Analyses which are not in the complete tree set for the selected items are eliminated, thus reducing the tree set represented by the parse forest. Frequencies are re-computed in this reduced complete tree set.
Go to 2.

At some point, the expert decides to write out the parse forest, which might at that point represent one or more trees. Implement the interface, either starting from lopar-charge (in which case you should probably consult the author), or starting from scratch.

Perplexity of Word Bigram Models

Obtain the toolkit for word ngram models which is available from Carnegie Mellon.

As one baseline, construct a word bigram model using the toolkit.
As another baseline, construct the same word bigram model in lopar, using right branching rules. Compare it's perplexity on the test set to the standard model.
Construct a lexicalized part of speech bigram model in lopar, and measure its perplexity.
Adapt English97 to the training and test set, by restricting and/or incrementing the lexicon. Train a syntax-based language model, and measure perplexity.

Optimal chunking and tagging

The value of a tag or chunk sequence is the sum of the weights of complete trees which is compatible with that sequence. Consider the problem of finding an maximal-value sequence in a parse forest. Implement an algorithm (whether it is efficient or not). Consider the possibility of coding an NP-complete problem in a grammar and input sentence.

Learning of open-class lexicon

Hypothesis: possible parts of speech for open class words can be learned by the EM algorithm. Working with the English97 grammar, modify the lexicon to give all open class words beginning with "b" all open class parts of speech. Re-estimate lexical frequencies using the EM algorithm. By imposing a frequency cutoff, or by other means, derive a part of speech lexicon for the words starting with "b". Evaluate against a standard, such as the original lexicon.

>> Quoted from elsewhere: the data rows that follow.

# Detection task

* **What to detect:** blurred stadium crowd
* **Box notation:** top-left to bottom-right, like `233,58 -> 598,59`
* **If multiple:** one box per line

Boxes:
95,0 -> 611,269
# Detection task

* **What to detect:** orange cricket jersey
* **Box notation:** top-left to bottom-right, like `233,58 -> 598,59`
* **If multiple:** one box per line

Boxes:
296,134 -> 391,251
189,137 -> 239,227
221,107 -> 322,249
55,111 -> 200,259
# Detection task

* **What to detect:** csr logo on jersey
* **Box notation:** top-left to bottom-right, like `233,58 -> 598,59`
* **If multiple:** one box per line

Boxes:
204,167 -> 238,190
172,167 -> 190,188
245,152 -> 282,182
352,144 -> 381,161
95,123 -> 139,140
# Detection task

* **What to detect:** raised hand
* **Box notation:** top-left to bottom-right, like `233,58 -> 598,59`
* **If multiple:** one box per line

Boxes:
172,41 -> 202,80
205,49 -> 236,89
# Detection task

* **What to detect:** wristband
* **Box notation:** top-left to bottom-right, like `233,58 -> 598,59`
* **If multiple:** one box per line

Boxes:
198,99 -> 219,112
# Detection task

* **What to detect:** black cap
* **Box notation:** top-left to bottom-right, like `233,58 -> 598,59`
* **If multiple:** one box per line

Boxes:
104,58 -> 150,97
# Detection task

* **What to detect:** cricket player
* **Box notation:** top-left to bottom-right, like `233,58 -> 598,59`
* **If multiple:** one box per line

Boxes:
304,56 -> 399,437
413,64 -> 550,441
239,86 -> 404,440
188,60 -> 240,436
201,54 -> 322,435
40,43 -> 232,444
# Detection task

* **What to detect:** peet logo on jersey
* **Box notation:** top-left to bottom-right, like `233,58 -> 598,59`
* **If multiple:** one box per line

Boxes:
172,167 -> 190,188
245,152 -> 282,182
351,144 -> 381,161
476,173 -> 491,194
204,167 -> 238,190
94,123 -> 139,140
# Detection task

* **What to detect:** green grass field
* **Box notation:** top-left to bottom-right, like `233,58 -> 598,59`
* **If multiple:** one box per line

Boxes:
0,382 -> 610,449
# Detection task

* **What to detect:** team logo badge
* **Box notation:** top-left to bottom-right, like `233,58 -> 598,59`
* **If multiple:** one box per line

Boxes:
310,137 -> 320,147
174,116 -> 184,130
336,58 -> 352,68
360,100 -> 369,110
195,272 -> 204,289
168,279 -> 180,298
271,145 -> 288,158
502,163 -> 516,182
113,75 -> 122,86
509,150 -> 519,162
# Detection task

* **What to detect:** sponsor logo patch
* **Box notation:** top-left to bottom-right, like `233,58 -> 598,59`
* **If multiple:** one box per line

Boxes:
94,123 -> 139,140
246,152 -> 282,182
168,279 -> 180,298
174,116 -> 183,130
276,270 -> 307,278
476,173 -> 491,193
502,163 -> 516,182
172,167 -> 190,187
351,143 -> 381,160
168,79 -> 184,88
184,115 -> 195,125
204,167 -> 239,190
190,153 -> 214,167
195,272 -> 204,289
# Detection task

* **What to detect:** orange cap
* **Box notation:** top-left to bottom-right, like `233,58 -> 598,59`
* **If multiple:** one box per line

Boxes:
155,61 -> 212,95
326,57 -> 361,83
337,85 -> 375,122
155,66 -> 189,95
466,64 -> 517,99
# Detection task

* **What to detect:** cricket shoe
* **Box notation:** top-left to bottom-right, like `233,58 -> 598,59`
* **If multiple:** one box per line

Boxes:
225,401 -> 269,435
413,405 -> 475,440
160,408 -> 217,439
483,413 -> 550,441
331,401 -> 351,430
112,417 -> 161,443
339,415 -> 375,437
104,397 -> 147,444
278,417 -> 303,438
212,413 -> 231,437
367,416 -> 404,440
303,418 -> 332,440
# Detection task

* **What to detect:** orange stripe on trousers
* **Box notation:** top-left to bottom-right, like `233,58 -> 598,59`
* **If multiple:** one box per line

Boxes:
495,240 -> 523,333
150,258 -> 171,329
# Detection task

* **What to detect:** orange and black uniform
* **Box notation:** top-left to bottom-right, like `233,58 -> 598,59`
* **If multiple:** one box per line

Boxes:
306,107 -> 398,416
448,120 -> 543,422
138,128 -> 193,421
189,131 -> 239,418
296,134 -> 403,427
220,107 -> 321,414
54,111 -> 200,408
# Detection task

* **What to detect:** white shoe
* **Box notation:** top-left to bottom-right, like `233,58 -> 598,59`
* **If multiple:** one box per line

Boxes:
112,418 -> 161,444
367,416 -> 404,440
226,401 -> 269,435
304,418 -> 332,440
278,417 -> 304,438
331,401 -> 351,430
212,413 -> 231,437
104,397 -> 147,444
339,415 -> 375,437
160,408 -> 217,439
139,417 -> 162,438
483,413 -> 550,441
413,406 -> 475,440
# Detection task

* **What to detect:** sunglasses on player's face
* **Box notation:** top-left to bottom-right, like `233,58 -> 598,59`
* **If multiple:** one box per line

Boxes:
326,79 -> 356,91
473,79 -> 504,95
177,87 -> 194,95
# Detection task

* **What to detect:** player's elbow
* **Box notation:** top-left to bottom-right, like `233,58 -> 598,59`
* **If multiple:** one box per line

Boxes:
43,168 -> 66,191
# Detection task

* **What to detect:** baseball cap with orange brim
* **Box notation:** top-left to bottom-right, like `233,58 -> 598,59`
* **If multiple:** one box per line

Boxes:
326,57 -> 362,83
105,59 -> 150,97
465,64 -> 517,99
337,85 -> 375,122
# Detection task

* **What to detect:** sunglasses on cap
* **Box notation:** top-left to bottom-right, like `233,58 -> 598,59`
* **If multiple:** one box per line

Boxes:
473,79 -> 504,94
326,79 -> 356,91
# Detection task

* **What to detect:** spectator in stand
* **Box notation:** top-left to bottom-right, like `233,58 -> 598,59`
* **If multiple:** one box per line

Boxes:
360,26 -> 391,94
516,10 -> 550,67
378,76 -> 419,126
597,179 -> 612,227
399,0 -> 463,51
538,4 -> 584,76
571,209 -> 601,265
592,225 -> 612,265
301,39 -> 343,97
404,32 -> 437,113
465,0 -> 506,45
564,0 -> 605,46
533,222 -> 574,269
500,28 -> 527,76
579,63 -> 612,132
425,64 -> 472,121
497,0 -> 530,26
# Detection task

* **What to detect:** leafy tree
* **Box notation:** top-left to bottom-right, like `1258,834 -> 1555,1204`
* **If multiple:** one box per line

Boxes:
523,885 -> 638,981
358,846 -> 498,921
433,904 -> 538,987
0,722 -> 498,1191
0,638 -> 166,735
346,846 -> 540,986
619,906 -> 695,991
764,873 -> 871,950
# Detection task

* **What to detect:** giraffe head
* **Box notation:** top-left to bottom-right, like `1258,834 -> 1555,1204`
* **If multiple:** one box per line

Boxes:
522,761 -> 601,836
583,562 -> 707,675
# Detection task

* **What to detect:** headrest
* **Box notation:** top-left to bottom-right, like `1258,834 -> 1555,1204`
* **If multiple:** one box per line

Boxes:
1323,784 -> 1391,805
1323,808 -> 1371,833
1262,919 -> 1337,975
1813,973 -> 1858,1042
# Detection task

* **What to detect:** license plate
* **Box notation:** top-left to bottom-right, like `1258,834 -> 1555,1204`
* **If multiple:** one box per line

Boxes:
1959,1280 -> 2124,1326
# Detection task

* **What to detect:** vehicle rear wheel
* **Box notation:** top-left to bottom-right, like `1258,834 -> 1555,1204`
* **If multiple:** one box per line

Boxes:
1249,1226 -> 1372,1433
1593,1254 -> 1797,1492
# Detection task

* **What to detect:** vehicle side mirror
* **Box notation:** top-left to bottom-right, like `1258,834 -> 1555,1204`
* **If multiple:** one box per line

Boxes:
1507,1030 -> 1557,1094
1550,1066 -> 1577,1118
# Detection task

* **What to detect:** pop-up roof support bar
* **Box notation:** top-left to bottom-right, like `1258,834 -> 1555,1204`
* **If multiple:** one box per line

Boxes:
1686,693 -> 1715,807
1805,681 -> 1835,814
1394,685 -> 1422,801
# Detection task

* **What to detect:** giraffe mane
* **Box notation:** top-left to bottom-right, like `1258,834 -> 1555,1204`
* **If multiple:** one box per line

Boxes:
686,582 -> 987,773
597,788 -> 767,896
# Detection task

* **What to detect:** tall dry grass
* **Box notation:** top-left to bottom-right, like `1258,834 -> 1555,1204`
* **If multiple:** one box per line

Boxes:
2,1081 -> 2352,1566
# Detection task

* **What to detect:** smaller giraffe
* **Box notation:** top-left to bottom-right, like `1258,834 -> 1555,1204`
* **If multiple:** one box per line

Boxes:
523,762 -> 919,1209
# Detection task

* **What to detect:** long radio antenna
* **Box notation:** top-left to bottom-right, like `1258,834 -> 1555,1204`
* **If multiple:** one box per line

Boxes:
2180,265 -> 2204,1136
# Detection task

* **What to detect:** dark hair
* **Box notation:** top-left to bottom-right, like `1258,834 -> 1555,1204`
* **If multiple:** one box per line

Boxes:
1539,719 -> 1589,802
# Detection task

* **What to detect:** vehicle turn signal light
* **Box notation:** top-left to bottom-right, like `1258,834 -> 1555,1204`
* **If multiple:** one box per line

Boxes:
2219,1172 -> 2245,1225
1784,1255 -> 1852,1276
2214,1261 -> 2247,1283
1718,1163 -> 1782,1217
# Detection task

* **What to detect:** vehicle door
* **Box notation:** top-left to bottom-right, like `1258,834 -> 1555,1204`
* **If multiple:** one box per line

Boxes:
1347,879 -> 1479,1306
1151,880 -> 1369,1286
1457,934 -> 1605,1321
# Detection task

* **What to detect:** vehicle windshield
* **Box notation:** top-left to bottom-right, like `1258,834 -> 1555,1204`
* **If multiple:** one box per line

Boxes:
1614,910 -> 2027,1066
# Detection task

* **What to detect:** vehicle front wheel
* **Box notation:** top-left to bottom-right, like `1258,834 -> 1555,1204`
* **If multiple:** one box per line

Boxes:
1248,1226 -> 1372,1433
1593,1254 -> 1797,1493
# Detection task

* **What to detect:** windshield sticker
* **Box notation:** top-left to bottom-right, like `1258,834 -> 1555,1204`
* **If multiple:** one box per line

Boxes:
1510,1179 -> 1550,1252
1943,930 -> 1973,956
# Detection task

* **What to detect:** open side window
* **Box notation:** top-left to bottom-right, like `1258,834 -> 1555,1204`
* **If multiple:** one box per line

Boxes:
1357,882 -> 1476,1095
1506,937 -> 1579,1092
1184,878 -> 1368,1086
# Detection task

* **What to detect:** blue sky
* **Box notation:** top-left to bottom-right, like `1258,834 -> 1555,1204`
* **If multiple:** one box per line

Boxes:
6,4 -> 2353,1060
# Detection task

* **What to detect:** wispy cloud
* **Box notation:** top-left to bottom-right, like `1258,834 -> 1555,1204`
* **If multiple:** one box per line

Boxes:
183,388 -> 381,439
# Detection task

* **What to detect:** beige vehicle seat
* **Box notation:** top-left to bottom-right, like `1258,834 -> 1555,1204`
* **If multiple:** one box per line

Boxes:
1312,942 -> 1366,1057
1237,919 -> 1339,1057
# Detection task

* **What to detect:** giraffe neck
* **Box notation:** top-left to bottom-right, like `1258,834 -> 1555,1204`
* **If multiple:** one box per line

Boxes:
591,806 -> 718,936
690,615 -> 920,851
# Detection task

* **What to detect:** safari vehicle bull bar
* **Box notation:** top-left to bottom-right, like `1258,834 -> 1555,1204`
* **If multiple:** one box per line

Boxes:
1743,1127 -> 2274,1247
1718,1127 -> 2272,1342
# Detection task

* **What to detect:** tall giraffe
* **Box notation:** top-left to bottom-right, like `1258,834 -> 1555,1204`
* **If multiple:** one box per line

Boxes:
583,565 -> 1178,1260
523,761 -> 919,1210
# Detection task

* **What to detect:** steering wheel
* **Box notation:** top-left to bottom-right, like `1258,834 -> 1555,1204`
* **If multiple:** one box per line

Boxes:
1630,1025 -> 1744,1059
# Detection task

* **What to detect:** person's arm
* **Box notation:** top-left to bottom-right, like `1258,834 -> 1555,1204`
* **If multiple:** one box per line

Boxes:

Past participle test suite

Develop a parser evaluation test suite based Problem Set 3. Find one or more parsers in addition to lopar+english97, and evaluate their performance. In addition to a dozen specific verbs, include a random sample of -ed form verbs. Compare the lexicalized English97 model to the unlexicalized one.

Capitalization modeling in a PCFG

Develop a strategy for dealing with capitalization in a PCFG. Here is one possibility.

In preprocessing, each word is replaced by a sequence of a capitalization token and a lower-case word. For instance IBM is mapped to "CAP-ALL ibm" and "Johnson" is mapped to "CAP-1 johnson".
Capitalization tokens are terminals in the grammar.
Constructs such as proper names and titles introduce appropriate capitalization tokens in grammar rules.
Something special happens at the beginning of sentences, either in grammar rules or in the capitalization tokens introduced, so that capitalized words at the beginning of the sentence may either have CAP-1 as part of their local phrase, or not.

Develop, train and evaluate a grammar. Try to demonstrate improvement in the treatment of inital words or titles.

Ranking of search engine hits

If I type "sort a text file" into google, the first hit which has "file" as an object of "sort" is in position 30. There are a lot of irrelevant hits, e.g. ones involving "sort of". Design and implement a method of using syntactic similarity to the query to sort hits. Use the robust parser to characterize syntactic similarity. Develop and evaluate the method using real data.

Optimization methods for PCFGs

Investigate the question whether there are probabilistically and/or linguistically better models which are not found by the EM search. Possible methods: partially bracketed input, other optimization methods.

Thinning of parse forests

Investigate the following questions.

What proportion of probability mass in the parse forest is contributed by the best k parses (or top N/k parses, where N is the total number of trees)?
How much can a parse forest be thinned (by removing vertices) while retaining almost all the probability mass?

Chunk analysis of web pages

Create a facility for syntactic chunk analysis of html texts, involving suitable pre-processing and/or grammar features. Create a model application, e.g. a color map based on chunk category.

Lexicalized EM estimation

Implement lexicalized EM estimation, taking the lexicalized parse forests printed by lopar as a starting point. Include some improvement, such as:

Parameter tying for lexicalized rules.
Class smoothing of word pair distributions. A class is listed with a lemma, such as oil:liquid. P(oil:liquid | NP VP pour) is smoothed e.g. with reference to P(liquid | NP VP pour).